2 - I paid the Visa fee completely with my credit card, got the invoice and I submitted the application on 16.07.2015. Last updated status have been changed to 16.07.2017. Please note that, I only filled out the form, paid the Visa money and submitted the application. I did not upload any attachment before I submit my application. Then I received Acknowledgement mail confirming that my application has been received.
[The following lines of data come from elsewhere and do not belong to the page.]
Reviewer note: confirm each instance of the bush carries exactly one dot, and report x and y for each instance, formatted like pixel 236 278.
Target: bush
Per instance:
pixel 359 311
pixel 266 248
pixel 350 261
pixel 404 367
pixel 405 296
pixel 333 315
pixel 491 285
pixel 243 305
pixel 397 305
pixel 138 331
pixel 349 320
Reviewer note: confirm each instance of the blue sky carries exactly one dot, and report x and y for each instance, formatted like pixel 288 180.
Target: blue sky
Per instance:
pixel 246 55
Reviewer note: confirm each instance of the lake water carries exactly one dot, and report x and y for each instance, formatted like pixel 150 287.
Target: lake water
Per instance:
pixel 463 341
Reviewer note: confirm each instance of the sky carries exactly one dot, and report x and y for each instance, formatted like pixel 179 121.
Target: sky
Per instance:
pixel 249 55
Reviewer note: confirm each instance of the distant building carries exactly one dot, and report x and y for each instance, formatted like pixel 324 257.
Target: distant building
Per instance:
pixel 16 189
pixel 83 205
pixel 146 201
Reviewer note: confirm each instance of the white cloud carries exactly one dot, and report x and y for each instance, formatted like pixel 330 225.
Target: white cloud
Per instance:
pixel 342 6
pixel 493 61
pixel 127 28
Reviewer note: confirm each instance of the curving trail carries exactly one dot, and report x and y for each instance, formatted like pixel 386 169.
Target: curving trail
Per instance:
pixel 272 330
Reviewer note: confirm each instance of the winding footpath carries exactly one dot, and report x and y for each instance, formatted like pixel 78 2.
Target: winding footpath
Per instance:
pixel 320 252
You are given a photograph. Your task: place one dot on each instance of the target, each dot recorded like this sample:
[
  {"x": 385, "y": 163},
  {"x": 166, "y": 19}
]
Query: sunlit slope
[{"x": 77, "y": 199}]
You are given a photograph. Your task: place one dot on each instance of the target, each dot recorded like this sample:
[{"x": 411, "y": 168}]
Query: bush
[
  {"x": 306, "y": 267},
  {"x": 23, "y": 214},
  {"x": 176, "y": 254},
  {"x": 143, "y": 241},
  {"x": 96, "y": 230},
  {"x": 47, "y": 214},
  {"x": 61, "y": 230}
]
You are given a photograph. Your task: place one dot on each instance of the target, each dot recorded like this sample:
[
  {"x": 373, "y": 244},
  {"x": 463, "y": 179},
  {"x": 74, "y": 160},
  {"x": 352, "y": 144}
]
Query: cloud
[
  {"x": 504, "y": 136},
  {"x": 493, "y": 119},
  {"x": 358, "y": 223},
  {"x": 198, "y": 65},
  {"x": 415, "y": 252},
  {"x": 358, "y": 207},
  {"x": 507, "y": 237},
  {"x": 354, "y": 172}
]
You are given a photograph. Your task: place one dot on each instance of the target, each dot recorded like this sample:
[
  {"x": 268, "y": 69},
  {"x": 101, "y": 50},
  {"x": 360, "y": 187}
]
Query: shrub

3 - After that, I started uploading all the necessary attachments like Transcript, IELTS Result, ID Documents etc and I completed upoading all the necessary documents. I uploaded some of them right after I submitted my application on the same day. And I uploaded some of them on 25th of July. After I completed uploading all the necessary documents, I again pressed the Submit Application button but this time, it said: This application have already been submitted. That's why I could not submit it again. Even though I uploaded documents on 25th of July, the last updated date of my application in status bar is still 16th of July.

It's been 11 days since I submit the application and I have not received any emails since the acknowledgment mail on 16th of July. As far as I know, I should have been received an e-mail about the health test procedures. So here my question is: Did I make a mistake by submitting my application without uploading any necessary documents? Will the attachments, that I have uploaded after I submitted the application, not be taken into evaluation? Will I have to start a new application from the very first stages? My Status is currently "Application Received" and has not been changed since 16th of July.

In the PDF about How to Attach Documents to an
Application (which can be found in Border AU, I can not give the link as I am not an active member currently)) it says *Documents can only be attached to applications with a status of 'In Progress'*... When I was uploading my documents, my application status was always "Application Received". It has never been "In progress" 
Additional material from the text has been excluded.